En una cosa González tenía razón: la verga del viejo estaba fofa incluso cuando llevaba un rato chupándosela. Está en cambio me llenaba toda la boca. Se desabrochó el pantalón, lo que me permitió acariciarle los huevos mientras se la mamaba. Jugaba con mi lengua a lo largo del tronco mientras lo oía gemir con los ojos entornados, la levantaba para que viera como le lamía las pelotas, primero una y después la otra, o me las metía las dos en la boca, las empujaba con la lengua, las acariciaba mientras se la sobaba en una paja lenta. Iba a hacerlo sufrir todo lo posible antes de hacerlo terminar.

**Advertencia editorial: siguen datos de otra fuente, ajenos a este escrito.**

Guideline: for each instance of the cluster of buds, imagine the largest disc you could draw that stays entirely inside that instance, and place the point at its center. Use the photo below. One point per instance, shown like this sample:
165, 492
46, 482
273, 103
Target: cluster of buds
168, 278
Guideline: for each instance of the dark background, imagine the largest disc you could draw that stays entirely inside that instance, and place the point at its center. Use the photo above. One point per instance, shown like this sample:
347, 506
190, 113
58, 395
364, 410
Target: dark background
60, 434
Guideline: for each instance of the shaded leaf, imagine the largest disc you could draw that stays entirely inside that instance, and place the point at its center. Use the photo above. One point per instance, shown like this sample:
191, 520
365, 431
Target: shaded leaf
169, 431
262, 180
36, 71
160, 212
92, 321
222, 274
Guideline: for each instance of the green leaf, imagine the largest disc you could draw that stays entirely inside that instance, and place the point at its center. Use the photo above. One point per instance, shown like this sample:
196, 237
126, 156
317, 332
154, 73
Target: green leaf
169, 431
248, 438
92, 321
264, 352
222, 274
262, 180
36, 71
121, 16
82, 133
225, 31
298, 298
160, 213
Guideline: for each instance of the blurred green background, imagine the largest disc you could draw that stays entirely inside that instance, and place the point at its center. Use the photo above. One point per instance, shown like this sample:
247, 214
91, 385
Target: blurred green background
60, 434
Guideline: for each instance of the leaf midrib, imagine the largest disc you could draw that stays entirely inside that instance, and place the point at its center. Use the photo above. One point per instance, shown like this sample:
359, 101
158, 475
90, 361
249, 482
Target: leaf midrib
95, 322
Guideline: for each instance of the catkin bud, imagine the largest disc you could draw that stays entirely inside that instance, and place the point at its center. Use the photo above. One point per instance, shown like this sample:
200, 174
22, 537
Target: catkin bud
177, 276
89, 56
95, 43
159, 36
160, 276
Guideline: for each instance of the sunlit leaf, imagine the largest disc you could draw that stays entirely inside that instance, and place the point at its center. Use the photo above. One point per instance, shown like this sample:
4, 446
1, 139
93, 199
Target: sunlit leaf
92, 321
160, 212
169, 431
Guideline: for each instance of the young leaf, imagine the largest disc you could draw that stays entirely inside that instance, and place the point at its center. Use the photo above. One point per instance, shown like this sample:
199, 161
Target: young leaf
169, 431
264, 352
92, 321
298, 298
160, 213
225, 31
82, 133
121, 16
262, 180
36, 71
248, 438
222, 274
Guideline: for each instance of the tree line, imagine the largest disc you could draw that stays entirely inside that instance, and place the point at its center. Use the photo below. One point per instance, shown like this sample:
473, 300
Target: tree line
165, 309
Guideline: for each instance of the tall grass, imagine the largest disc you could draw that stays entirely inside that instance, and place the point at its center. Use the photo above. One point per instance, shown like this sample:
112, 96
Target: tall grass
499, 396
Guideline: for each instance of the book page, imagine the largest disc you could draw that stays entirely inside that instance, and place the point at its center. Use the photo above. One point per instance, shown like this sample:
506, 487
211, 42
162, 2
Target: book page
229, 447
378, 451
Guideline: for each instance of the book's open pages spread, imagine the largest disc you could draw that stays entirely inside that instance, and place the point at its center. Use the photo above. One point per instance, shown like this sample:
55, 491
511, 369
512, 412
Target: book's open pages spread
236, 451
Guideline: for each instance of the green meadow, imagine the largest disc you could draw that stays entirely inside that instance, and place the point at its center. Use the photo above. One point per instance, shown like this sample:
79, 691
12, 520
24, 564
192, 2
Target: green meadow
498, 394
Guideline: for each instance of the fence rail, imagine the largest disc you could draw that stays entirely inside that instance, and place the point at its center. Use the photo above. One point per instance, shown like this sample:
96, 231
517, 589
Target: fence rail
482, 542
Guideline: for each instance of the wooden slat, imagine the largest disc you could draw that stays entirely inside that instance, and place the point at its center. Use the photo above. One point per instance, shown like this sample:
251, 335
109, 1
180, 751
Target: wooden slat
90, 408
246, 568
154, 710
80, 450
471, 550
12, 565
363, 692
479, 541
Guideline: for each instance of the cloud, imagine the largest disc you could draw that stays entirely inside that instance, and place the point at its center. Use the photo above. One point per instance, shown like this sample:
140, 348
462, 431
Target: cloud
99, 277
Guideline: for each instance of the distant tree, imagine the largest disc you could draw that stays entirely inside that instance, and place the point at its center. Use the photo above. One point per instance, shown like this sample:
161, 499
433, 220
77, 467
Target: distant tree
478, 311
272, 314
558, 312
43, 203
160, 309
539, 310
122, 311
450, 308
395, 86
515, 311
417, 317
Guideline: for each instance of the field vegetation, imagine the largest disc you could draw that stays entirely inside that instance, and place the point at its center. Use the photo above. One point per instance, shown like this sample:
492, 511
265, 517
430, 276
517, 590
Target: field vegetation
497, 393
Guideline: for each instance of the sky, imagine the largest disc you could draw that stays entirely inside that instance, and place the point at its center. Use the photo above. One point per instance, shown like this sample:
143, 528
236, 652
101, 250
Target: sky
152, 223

Subí dando breves lamidas, deteniéndome en el nacimiento de la cabeza, rozándolo con los dientes hasta que su cuerpo se estremecía con una sonrisa de placer. Y vuelta a comenzar: se la succionaba despacio, disfrutando con los ojos cerrados el trabajo, saboreando el líquido preseminal que brotaba en gotitas saladas.

–Sos toda una experta, guachita. Se nota que te gusta la pija.

Sonreí mientras le rodeaba el glande con mi lengua caliente, lo lamía, iba y venía metiéndome cada vez un poco más. Lo dejé hacer cuando colocó sus manos detrás de mi cabeza, me acomodé para lo que venía y aguanté las arcadas cuando invadió el comienzo de mi garganta con su glande redondo e hinchado. Entraba y salía cogiéndome por la boca, metiéndola entre las arcadas que me sacudían arrodillada como estaba en el piso.

–Sabía que te iba a gustar, puta. ¿Así se la chupaste a ese viejo roñoso?

Claro que no, hubiera querido decirle pero sus dedos se aferraron a mi cráneo como a una bola de boliche, exhaló un rugido y mi boca se llenó con un chorro de semen caliente y espeso que desbordó por la comisura. La leche seguía saliendo sin que González se apartase. Al contrario, parecía dispuesto a que me tragase cada gota porque me hundía más su pija en cada descarga. Cuando salió, después de un tiempo eterno, estaba hecha una piltrafa. Escupí en el piso los restos de esperma pegados a la lengua y el paladar mientras me limpiaba la blusa con el pañuelo que mi jefe acababa de darme.

–Me hace feliz que la gente valore el trabajo, mañana a las ocho como siempre.